Implementation Shape

The implementation stores the bitset as []uint64 instead of []bool, so each machine word stores 64 filter bits:

type BloomFilter struct {
    bitset []uint64
    size   uint64
    hash   []HashFunc
}

Bit access is just word selection plus bit masking:

func (f *BloomFilter) hasBit(pos uint64) bool {
    word := pos / 64
    bit := pos % 64
    return (f.bitset[word] & (1 << bit)) != 0
}

func (f *BloomFilter) setBit(pos uint64) {
    word := pos / 64
    bit := pos % 64
    f.bitset[word] |= 1 << bit
}

The constructor accepts custom hash functions:

type HashFunc func([]byte) uint64

func New(size uint64, hashes ...HashFunc) *BloomFilter {
    words := (size + 63) / 64

    return &BloomFilter{
        bitset: make([]uint64, words),
        size:   size,
        hash:   hashes,
    }
}

The default filter uses FNV-1a and FNV-1:

func NewWithDefaults(size uint64) *BloomFilter {
    return New(size, FNV1a, FNV1)
}

Add And Contains

Add hashes the member and sets the corresponding bit for each hash function:

func (f *BloomFilter) Add(member []byte) {
    for _, hash := range f.hash {
        pos := hash(member) % f.size
        f.setBit(pos)
    }
}

Contains exits early as soon as any required bit is missing:

func (f *BloomFilter) Contains(member []byte) bool {
    for _, hash := range f.hash {
        pos := hash(member) % f.size
        if !f.hasBit(pos) {
            return false
        }
    }

    return true
}

That early return is the key correctness property: if a bit was never set, the item cannot have been added by this filter.

The lab also includes a LayeredFilter, which composes multiple Bloom filters:

type LayeredFilter struct {
    filters []*BloomFilter
}

Adding writes to every layer. Checking requires every layer to contain the item.

This is not a standard replacement for tuning a single filter, but it is useful as an experiment. It makes the cost of composition visible: two layers roughly double the hash and bit-check work.

Performance

Benchmarks were run with:

go test -bench=. -benchmem

The test uses 10,000 generated members and a filter size of 1,000,000 bits.

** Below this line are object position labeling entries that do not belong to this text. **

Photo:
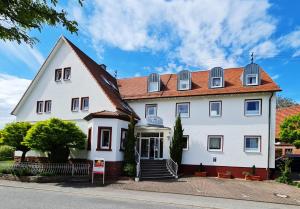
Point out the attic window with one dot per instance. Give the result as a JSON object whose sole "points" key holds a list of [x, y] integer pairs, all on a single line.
{"points": [[153, 82], [184, 80]]}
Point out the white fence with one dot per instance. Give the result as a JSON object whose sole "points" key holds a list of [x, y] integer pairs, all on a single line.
{"points": [[57, 169]]}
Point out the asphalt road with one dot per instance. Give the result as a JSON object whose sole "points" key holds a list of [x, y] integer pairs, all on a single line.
{"points": [[48, 196]]}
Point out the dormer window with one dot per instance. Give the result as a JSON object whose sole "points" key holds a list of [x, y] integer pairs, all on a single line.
{"points": [[153, 82], [216, 77], [184, 80], [252, 79]]}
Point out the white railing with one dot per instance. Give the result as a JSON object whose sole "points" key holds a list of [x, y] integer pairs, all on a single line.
{"points": [[138, 163], [57, 169], [172, 167]]}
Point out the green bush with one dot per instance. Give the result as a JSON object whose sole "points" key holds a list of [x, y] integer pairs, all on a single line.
{"points": [[6, 152], [130, 170]]}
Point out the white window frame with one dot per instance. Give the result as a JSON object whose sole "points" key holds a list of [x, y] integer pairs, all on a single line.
{"points": [[187, 142], [177, 109], [48, 105], [221, 82], [251, 150], [249, 113], [210, 110], [73, 108], [39, 107], [150, 106], [252, 75], [221, 144]]}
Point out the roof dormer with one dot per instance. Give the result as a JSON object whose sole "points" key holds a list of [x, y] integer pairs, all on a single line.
{"points": [[184, 80], [153, 82], [251, 75], [216, 78]]}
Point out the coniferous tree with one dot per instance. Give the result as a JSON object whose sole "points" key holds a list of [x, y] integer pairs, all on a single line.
{"points": [[176, 145]]}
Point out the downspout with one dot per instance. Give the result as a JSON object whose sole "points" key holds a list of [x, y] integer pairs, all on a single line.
{"points": [[269, 134]]}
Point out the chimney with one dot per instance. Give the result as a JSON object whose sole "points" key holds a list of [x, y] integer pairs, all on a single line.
{"points": [[103, 66]]}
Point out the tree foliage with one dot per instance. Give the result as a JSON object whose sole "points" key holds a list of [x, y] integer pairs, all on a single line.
{"points": [[56, 137], [14, 134], [176, 145], [285, 102], [17, 17], [290, 130]]}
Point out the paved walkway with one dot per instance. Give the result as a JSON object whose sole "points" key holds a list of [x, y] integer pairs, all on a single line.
{"points": [[226, 188]]}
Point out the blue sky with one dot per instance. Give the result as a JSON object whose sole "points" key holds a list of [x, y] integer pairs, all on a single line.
{"points": [[139, 37]]}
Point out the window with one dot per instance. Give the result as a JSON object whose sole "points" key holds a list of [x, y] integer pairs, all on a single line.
{"points": [[216, 82], [252, 143], [215, 143], [252, 79], [185, 142], [39, 106], [184, 80], [153, 82], [151, 110], [89, 144], [58, 75], [104, 138], [67, 73], [123, 138], [215, 109], [183, 110], [48, 106], [75, 104], [84, 103], [253, 107]]}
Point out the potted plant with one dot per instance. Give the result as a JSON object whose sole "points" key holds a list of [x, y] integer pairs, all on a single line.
{"points": [[225, 175], [252, 175], [201, 171]]}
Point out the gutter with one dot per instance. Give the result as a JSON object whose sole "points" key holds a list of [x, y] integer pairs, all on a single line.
{"points": [[269, 135]]}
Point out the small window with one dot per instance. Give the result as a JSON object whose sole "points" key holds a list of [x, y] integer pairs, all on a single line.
{"points": [[252, 79], [123, 138], [58, 74], [75, 104], [252, 143], [252, 107], [67, 73], [151, 110], [215, 109], [84, 103], [48, 104], [39, 106], [183, 110], [89, 144], [185, 142], [216, 82], [215, 143], [104, 138]]}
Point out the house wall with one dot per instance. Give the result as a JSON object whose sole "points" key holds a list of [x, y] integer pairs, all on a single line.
{"points": [[233, 125]]}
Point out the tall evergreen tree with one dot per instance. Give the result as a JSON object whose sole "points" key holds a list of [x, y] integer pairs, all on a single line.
{"points": [[176, 145]]}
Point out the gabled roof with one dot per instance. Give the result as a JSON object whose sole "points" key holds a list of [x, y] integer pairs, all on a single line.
{"points": [[106, 82], [136, 88], [283, 113]]}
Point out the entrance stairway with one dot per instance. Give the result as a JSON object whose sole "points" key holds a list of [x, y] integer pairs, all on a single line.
{"points": [[155, 169]]}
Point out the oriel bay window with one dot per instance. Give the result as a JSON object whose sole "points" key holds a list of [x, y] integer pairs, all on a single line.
{"points": [[104, 138], [183, 110], [215, 143]]}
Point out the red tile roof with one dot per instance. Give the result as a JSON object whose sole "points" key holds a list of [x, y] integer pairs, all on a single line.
{"points": [[136, 88], [282, 113]]}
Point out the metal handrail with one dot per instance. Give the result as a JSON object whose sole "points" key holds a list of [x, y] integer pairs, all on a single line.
{"points": [[138, 163], [172, 167]]}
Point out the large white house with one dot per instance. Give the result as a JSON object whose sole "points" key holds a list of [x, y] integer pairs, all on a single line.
{"points": [[228, 115]]}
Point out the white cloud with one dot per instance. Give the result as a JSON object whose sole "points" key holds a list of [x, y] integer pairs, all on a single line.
{"points": [[29, 56], [196, 33], [11, 90]]}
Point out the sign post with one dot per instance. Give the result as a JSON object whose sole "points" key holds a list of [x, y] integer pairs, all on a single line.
{"points": [[98, 168]]}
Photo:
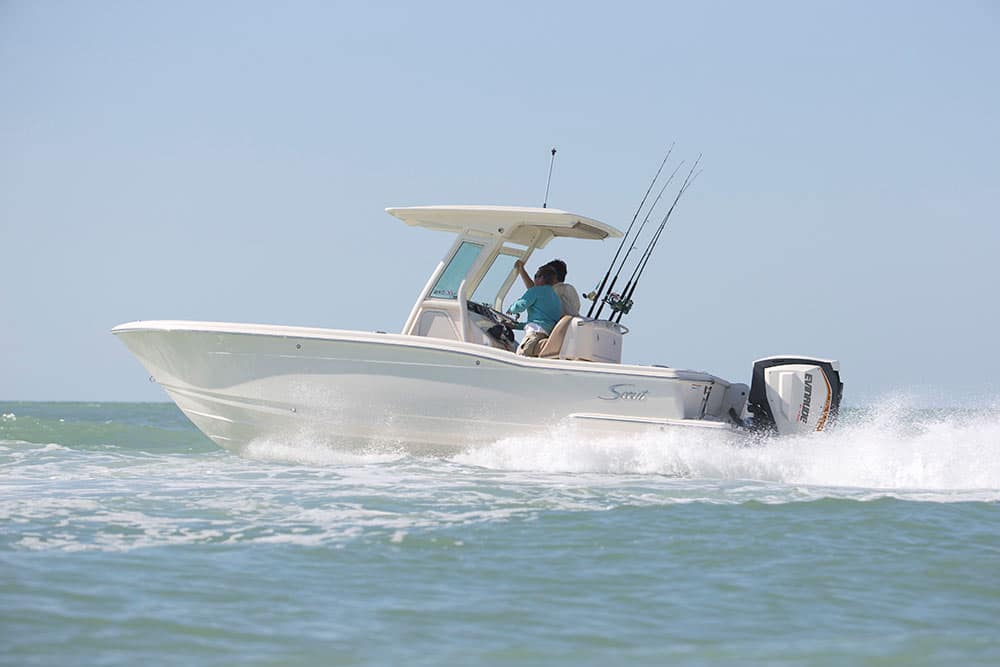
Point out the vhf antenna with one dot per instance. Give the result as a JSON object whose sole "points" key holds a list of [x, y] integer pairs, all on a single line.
{"points": [[549, 181]]}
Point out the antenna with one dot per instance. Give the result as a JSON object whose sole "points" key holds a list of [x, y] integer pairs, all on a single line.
{"points": [[547, 182]]}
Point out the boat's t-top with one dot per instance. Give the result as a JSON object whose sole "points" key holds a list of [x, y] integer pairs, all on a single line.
{"points": [[463, 300]]}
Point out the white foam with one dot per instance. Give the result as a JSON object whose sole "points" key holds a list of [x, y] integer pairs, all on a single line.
{"points": [[887, 448]]}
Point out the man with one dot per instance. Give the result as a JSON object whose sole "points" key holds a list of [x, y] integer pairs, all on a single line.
{"points": [[544, 310], [566, 292]]}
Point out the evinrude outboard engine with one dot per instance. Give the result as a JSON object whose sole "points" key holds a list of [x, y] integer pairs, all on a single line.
{"points": [[794, 394]]}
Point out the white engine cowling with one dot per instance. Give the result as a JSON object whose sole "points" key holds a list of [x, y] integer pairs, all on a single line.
{"points": [[794, 394]]}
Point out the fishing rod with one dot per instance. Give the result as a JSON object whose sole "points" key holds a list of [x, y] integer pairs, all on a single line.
{"points": [[549, 180], [625, 302], [607, 299], [596, 294]]}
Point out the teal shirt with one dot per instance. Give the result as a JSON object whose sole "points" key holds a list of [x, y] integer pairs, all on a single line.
{"points": [[543, 306]]}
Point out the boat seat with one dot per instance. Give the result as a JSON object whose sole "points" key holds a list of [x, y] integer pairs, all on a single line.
{"points": [[584, 339], [553, 344]]}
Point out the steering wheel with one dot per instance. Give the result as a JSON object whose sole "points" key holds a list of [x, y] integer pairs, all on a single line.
{"points": [[503, 329]]}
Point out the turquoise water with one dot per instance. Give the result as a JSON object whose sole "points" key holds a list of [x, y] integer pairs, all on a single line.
{"points": [[127, 536]]}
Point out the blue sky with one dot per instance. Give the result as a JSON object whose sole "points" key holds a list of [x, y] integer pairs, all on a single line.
{"points": [[231, 161]]}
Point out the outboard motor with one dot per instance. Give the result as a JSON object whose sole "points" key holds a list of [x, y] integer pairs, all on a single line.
{"points": [[794, 394]]}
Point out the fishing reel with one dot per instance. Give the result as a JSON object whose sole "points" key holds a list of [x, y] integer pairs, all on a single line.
{"points": [[618, 303]]}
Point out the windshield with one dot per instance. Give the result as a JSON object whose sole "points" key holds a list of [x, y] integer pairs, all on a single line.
{"points": [[492, 282], [449, 282]]}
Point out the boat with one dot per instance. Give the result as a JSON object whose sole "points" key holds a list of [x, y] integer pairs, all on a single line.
{"points": [[451, 378]]}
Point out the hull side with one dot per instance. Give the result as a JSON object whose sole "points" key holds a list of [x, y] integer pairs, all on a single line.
{"points": [[353, 389]]}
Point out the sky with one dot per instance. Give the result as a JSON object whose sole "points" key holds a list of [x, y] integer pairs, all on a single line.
{"points": [[231, 161]]}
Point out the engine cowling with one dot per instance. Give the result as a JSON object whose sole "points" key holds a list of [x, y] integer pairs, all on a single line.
{"points": [[794, 394]]}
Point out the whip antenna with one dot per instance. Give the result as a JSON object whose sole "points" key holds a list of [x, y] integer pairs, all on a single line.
{"points": [[549, 180]]}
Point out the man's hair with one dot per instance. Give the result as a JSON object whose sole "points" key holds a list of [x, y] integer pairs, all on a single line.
{"points": [[547, 274], [560, 268]]}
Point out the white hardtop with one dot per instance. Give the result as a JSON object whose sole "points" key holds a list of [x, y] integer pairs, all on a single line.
{"points": [[518, 224]]}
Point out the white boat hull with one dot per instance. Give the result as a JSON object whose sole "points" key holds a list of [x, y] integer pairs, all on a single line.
{"points": [[240, 383]]}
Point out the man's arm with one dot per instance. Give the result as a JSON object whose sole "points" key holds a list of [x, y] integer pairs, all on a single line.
{"points": [[528, 282]]}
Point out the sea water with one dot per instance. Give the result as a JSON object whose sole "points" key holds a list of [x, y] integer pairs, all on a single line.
{"points": [[126, 537]]}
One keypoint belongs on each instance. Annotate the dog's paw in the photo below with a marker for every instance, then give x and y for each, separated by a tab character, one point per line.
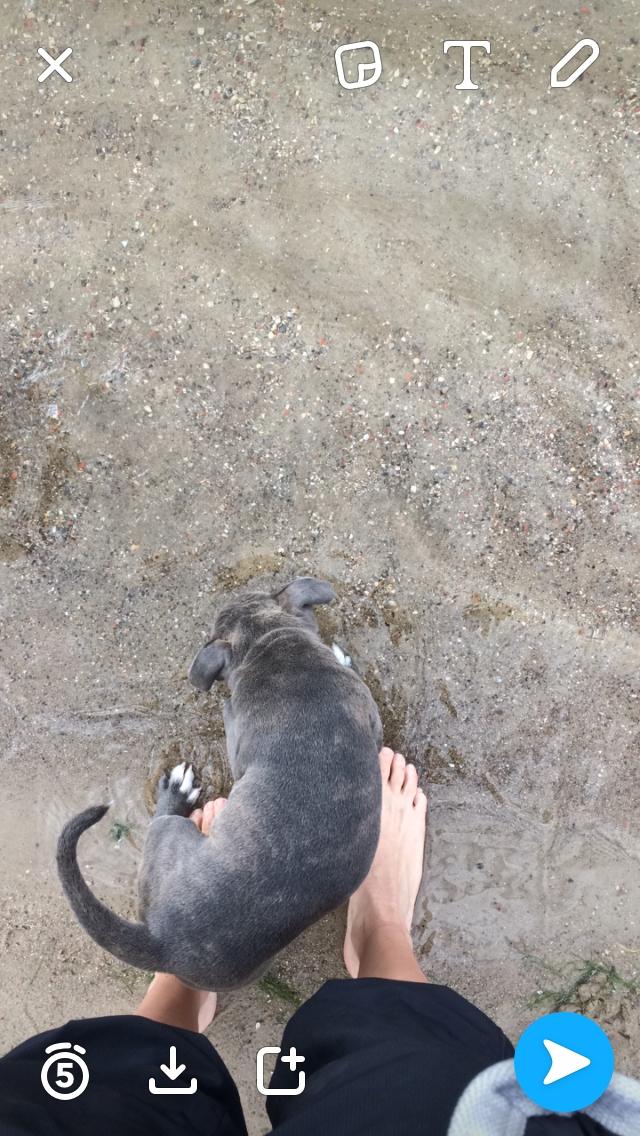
176	792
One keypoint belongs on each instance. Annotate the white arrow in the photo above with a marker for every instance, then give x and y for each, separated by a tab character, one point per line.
563	1061
174	1070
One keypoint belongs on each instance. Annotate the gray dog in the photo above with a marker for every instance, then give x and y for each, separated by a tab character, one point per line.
302	820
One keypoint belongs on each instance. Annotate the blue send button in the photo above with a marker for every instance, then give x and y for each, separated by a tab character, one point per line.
564	1062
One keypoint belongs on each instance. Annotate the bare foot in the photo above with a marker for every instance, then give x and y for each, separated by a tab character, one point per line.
388	895
204	818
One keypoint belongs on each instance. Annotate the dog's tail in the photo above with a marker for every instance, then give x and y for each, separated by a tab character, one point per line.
131	942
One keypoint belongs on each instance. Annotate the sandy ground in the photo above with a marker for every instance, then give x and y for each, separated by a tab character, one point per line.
254	325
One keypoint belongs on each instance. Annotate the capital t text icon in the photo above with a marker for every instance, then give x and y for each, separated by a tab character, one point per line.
368	72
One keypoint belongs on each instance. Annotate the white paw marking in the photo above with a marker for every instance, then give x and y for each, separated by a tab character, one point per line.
182	778
345	660
177	774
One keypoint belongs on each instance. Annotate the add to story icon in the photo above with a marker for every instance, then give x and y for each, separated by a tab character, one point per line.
173	1071
368	72
292	1060
65	1074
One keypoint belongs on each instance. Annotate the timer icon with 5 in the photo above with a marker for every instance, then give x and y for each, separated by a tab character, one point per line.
65	1075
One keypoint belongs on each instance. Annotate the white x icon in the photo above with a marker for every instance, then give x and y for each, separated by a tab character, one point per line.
55	65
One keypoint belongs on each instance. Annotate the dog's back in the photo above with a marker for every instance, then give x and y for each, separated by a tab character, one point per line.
300	828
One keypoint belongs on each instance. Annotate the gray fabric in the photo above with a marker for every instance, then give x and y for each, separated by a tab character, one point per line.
495	1104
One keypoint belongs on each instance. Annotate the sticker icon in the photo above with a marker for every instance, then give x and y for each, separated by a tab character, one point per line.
564	1061
59	1074
368	73
292	1061
173	1071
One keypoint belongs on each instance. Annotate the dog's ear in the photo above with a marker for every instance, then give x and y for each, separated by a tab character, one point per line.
304	592
209	663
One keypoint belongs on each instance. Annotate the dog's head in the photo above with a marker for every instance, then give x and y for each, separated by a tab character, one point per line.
250	616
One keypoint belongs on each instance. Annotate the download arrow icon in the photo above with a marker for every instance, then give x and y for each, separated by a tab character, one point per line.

benchmark	ops/sec	ns/op	note
`BenchmarkAdd`	81,934,820	14.47	two FNV hashes and two bit sets
`BenchmarkContains`	87,818,529	13.63	two FNV hashes and two bit checks
`BenchmarkLayeredAdd`	41,241,247	29.16	two filters, four hashes total
`BenchmarkLayeredContains`	40,858,654	29.16	two filters, four checks total

The layered benchmarks are almost exactly 2x the single-filter cost, which is a good sanity check. There is no hidden machinery here; the cost is dominated by hashing and touching the bitset.

What This Lab Teaches

The interesting part of Bloom filters is not the code size. The implementation is tiny. The interesting part is the parameter tradeoff:

larger bitsets reduce false positives
more hash functions reduce collisions up to a point
too many hash functions increase CPU cost and can saturate the bitset faster
false negatives are not allowed
false positives are the expected compromise

The current implementation is intentionally simple. The next useful experiments would be:

measure false positive rate as inserted member count grows
compare FNV with faster non-cryptographic hashes
derive optimal hash count from expected insertions and target false positive rate
use double hashing instead of running multiple independent hash functions
add a counting Bloom filter variant that supports deletion

Takeaway

A Bloom filter is a nice first lab because it sits at the intersection of bits, hashing, probability, and performance.

The whole data structure is a compact bet: spend a little CPU and a fixed amount of memory to avoid expensive exact lookups most of the time.